Aan elk zintuig is een apart hoofdstuk gewijd, waarin de diversiteit van dat zintuig onder soorten centraal staat. Tijdens zijn reis langs hun perceptuele werelden, ontkomt Yong er niet aan om uit te leggen hoe zintuigen werken en hoe opgevangen informatie de hersenen bereikt. In elk hoofdstuk vind je daarom een paragraaf verplichte schoolboekbiologie, bijvoorbeeld over de werking van fotoreceptoren, de lichtgevoelige cellen in het netvlies die licht opvangen. Het boek bevat sowieso duizelingwekkend veel informatie (45 pagina’s aan wetenschappelijke referenties) met onderaan de pagina’s vaak nog noten met extra weetjes die Yong niet in de hoofdtekst kwijt kon. Je zou ze als storend zou kunnen ervaren, ware het niet dat het weetjes zijn die je wil weten.

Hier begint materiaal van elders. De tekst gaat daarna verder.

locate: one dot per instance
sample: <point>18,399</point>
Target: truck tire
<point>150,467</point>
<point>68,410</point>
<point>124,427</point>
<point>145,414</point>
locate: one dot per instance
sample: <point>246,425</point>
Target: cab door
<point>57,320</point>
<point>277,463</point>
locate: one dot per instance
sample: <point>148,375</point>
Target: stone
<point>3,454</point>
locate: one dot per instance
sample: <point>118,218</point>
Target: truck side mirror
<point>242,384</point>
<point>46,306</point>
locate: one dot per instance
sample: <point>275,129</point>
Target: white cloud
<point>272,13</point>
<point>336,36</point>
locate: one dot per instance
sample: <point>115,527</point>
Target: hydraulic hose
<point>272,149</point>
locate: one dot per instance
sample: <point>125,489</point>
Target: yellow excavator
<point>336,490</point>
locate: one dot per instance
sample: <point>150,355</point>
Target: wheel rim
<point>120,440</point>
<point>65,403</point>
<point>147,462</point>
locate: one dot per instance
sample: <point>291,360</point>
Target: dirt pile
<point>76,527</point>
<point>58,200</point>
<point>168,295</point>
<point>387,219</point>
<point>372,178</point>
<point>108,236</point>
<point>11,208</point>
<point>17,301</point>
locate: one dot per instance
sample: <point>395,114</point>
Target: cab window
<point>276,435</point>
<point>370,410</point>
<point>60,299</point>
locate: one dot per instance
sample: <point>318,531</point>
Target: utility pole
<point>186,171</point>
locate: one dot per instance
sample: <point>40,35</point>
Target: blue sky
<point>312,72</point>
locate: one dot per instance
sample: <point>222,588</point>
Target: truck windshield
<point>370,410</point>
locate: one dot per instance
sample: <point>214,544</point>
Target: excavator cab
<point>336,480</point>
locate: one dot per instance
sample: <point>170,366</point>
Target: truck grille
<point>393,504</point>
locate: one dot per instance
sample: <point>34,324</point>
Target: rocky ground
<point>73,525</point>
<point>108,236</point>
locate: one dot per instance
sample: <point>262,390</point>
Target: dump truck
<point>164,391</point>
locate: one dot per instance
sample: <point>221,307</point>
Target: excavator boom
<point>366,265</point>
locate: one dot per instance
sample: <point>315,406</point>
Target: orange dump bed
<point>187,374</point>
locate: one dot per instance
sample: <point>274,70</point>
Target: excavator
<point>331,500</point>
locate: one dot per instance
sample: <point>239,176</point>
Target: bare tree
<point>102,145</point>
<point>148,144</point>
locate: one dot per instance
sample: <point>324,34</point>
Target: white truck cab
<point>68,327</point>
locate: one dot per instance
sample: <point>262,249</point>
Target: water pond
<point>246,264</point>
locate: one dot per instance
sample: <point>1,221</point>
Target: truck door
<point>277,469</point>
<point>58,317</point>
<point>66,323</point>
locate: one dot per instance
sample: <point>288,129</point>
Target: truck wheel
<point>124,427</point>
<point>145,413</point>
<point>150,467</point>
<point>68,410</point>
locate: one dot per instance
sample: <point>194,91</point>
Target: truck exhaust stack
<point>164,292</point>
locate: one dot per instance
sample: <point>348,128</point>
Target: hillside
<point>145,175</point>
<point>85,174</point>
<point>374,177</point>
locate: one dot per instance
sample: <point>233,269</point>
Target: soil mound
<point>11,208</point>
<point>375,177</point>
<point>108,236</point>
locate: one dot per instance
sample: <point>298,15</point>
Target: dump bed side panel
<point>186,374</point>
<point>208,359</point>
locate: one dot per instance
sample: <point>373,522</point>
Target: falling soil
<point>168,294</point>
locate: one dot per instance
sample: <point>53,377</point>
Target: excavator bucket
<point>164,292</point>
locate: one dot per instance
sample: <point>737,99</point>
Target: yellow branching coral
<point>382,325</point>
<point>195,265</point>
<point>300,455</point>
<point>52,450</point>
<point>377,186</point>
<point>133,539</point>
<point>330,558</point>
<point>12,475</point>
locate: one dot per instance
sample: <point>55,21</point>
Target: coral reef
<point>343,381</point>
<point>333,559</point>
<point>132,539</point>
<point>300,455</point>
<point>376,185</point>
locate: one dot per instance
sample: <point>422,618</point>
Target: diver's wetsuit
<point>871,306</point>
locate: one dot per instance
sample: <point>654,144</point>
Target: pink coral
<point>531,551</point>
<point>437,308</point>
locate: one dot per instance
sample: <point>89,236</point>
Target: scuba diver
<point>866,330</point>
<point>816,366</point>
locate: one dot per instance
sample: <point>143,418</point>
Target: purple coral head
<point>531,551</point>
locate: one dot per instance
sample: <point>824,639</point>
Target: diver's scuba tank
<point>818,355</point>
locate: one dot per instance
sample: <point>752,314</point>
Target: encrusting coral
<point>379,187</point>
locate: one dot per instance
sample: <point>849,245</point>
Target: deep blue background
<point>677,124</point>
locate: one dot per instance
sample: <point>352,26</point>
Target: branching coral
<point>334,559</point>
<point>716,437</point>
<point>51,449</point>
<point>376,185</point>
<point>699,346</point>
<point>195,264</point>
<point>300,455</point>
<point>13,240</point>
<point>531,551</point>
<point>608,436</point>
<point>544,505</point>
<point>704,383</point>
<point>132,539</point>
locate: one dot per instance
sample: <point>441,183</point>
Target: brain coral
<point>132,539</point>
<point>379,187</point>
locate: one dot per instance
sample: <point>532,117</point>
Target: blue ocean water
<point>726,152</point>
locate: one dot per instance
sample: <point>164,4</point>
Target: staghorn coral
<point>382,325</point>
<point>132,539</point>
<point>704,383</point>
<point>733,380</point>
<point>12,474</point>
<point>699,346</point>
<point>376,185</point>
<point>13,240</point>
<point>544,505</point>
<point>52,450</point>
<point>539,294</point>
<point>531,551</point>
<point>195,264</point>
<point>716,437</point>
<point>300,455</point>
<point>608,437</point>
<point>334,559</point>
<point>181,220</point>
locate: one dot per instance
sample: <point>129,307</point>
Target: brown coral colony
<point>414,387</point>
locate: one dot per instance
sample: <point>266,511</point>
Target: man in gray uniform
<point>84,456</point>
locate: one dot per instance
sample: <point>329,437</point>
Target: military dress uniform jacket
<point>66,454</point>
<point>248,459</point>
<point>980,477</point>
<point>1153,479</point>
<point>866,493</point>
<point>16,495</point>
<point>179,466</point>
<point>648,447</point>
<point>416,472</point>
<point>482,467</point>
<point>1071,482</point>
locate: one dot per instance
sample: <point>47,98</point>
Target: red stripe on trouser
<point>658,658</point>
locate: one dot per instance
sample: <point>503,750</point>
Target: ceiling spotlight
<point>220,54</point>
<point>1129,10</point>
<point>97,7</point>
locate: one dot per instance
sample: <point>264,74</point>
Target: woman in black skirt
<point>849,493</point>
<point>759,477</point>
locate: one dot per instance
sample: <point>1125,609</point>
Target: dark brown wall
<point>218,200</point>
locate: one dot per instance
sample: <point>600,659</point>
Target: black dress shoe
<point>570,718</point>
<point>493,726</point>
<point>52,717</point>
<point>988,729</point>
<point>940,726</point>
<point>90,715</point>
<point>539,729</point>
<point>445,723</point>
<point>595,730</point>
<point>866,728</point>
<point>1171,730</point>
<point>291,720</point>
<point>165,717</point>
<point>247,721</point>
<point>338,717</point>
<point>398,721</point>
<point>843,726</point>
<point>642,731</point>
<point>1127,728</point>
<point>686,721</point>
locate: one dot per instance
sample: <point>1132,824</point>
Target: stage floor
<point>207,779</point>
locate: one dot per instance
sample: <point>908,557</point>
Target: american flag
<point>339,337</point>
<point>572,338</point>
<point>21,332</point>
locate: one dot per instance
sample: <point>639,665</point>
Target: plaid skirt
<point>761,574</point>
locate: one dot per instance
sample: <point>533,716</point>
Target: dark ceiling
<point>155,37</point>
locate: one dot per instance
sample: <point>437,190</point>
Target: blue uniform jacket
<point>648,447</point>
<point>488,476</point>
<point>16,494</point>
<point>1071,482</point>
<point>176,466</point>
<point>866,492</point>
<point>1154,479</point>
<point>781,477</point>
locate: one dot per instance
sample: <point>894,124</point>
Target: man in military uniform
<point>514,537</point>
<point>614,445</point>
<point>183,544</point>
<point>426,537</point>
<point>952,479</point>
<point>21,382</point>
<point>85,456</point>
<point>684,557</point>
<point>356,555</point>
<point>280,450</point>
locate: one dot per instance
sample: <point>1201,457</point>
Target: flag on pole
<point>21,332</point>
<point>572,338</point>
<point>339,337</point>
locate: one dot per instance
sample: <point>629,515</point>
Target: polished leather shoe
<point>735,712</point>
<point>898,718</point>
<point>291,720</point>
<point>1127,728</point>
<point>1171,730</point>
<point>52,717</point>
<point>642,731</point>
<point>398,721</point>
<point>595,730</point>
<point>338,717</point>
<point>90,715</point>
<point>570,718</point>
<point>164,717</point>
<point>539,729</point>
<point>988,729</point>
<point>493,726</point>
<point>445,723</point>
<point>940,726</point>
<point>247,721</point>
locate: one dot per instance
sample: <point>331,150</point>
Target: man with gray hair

Licht- en geluidsvervuiling
In het laatste hoofdstuk verlaat Yong het pad van de verbeelding en verwondering, om af te sluiten met een kritische noot over onze verantwoordelijkheden jegens de natuur. Met ons lawaai en kunstmatig licht overweldigen of verwarren we de zintuigen van dieren. Denk aan kustverlichting die pasgeboren schildpadden weglokt van de oceanen, onderwatergeluiden die de roep van walvissen overstemmen en glazen ruiten die op de vleermuissonar als water overkomen. We moeten proberen hun werelden binnen te treden, is de boodschap achter het boek, beseffen dat de ervaringen van andere dieren verschillen van de onze en bescherming verdienen. Zo is ‘Een immense wereld’ tegelijkertijd een pleidooi om ‘de stilte te redden en de duisternis te behouden’.